How much is a teenager's freedom worth? If you're Judge Mark Ciavarella or Judge Michael Conahan of the Luzerne County, Pennsylvania, courts, depriving teenagers of their freedom has been worth 2.6 milion dollars. That's the amount of money they raked in for sentencing teenage offenders to privately run juvenile detention centers.
Whether the money came from bribes or extortion is an open question. The judges claim they were straight-up kickbacks; Robert J. Powell the former co-owner of PA Child Care and Western PA Child Care, says the corrupt bench-warmers held him up for payments in return for sending shackled kids his way.
Either way, "justice" was served at a small additional charge.
Judge Conahan apparently shut down the county's own detention centers in 2002, paving the way for the scheme he and his buddy, Ciavarella, cooked up to charge private prisons for the lucrative privilege of housing juvenile offenders .

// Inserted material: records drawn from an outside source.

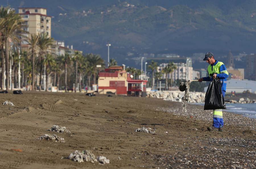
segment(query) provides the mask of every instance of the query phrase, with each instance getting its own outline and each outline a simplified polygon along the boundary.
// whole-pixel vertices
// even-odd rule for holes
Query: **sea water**
[[[242,114],[250,118],[256,118],[256,103],[226,104],[224,111]]]
[[[205,105],[204,103],[192,104],[202,106]],[[223,111],[242,114],[250,118],[256,118],[256,103],[226,103],[226,109],[223,109]]]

One of the duo's more egregious moves was to sentence Hillary Transue to three months in a wilderness camp in 2007 for creating a MySpace page that made fun of her school's assistant principal. It was bad enough that she fell afoul of the courts' widespread refusal to recognize that the First Amendment applies to 15-year-olds as much as to 40-year-olds. Now it's apparent that her freedom was sold for a bank deposit. She was even denied the right to counsel -- a right guaranteed by the U.S. Supreme Court over 40 years ago.
Mark Ciavarella has had the good grace to resign from the bench. In a letter (PDF) disputing unrelated charges, he concedes, "your statement that I have disgraced my judgeship is true. My actions have destroyed everything I worked to accomplish and i only have myself to blame."
Michael Conahan, on the other hand, has stayed mum -- probably hoping that things he doesn't say can't be held against him. It doesn't matter. Both judges were stripped of their judicial status (PDF) by the Pennsylvania Supreme Court "In view of the compelling and immediate need to protect and preserve the integrity of the Unified Judicial System and the administration of justice for the citizens of Luzerne County."
And now both Ciavarella and Conahan have pleaded guilty to fraud in federal court. They are expected to serve more than seven years in prison.
The next step is to review what has passed as juvenile justice in Luzerne County. The appropriately named Judge Arthur E. Grim will have the difficult job of digging through (PDF) all the juvenile cases overseen by the corrupt judges to determine who was, essentially, sold into temporary slavery, who was denied their right to counsel, and what remedies are appropriate.
The Grim report is expected within 120 days.